Ceny prądu w Polsce rosną, a co roku taryfy dla odbiorców indywidualnych zatwierdza Urząd Regulacji Energetyki. Oznacza to, że za wysokość rachunku nie odpowiada sytuacja na rynku, ale administracyjna, a często wręcz polityczna decyzja.
Prof. Władysław Mielczarski z Politechniki Łódzkiej twierdzi, że polityka regulowania cen dla konsumentów (tzw. taryfa "G") nie jest dobrym pomysłem. Przeciętny Kowalski i tak za wyższe ceny prądu płaci, ale pośrednio.

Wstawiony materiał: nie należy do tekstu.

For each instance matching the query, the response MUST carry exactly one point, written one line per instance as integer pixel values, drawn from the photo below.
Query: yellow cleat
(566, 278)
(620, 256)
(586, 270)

- Tym działaniem sztucznie zaniżamy cenę energii dla odbiorców indywidualnych i przerzucamy ją na grupę "C" i "B" - czyli podmioty gospodarcze, mały i średni biznes. To te dwie grupy są głównym motorem napędu polskiej gospodarki. Obecne subsydiowanie grupy G odbywa się właśnie kosztem tych, którzy najbardziej przyczyniają się do obecnie dobrej sytuacji polskiej gospodarki, ale również polskich obywateli jako całości - tłumaczy w rozmowie z BiznesAlert.pl.

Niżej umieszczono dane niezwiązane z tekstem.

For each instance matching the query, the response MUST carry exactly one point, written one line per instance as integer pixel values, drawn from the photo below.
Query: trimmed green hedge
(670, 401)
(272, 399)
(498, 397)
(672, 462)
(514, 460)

Ekspert przypomniał, że w 2007 roku Adam Szafrański, ówczesny prezes URE - urzędu, który zatwierdza wysokość taryf - zdecydował się całkowicie uwolnić ceny energii, również dla odbiorców indywidualnych.
- Jednak pod wpływem presji politycznej, a pamiętać należy, że działo się to przed przyśpieszonymi wyborami, premier Jarosław Kaczyński odwołał Szafrańskiego z urzędu, a następny prezes, Mariusz Swora, przywrócił regulację cen energii wobec taryfy G - wyjaśnia Mielczarski. - Wycofanie się z tamtego ruchu uważam za jeden z większych błędów. Dziś nasza energetyka wyglądałaby całkiem inaczej - ocenia.
Wzrost rachunków za energię elektryczną w przyszłym roku zapowiedział już Jacek Sasin. - Oczekiwania spółek energetycznych zostaną określone przez same spółki we wnioskach taryfowych do URE. Spółki prawa handlowego nie mogą dokładać do swojego biznesu, muszą też inwestować, żeby w przyszłości ceny energii mogły być niższe. Nieuchronna logika jest taka, że ten wzrost musi nastąpić - przekazał dziennikarzom polityk cytowany przez Polską Agencję Prasową.
O ile wzrosną ceny energii? Eksperci przewidują, że podwyżki mogą sięgnąć kilkudziesięciu procent. Zdaniem premiera Mateusz Morawieckiego powód podwyżek to konsekwencja polityki UE - Dzisiaj ceny uprawnień do emisji CO2 oscylują wokół 50 euro, są bardzo drogie. To koszt polityki Unii Europejskiej, koszt polityki klimatycznej będzie w rachunkach klientów. Następnie firmy energetyczne biorą ten koszt Unii Europejskiej, przedkładają propozycje taryf do niezależnego regulatora i gdybyśmy my zrobili jakąś ingerencję wobec regulatora, byłoby to naruszenie przepisów - mówił w weekend na antenie RMF FM szef rządu.
Uwolnienie cen prądu wydaje się nieuchronne, bo Polska musi wprowadzić w życie unijną dyrektywę, która zakazuje odgórnego zatwierdzania taryf.
Termin wprowadzenia w życie przepisów minął z końcem 2020 roku. Wielka Brytania i Niemcy dokonały pełnej liberalizacji rynku kilkanaście lat temu. W ostatnich latach rynek energii uwolniły m.in. Bułgaria, Cypr, Portugalia, Rumunia, Łotwa.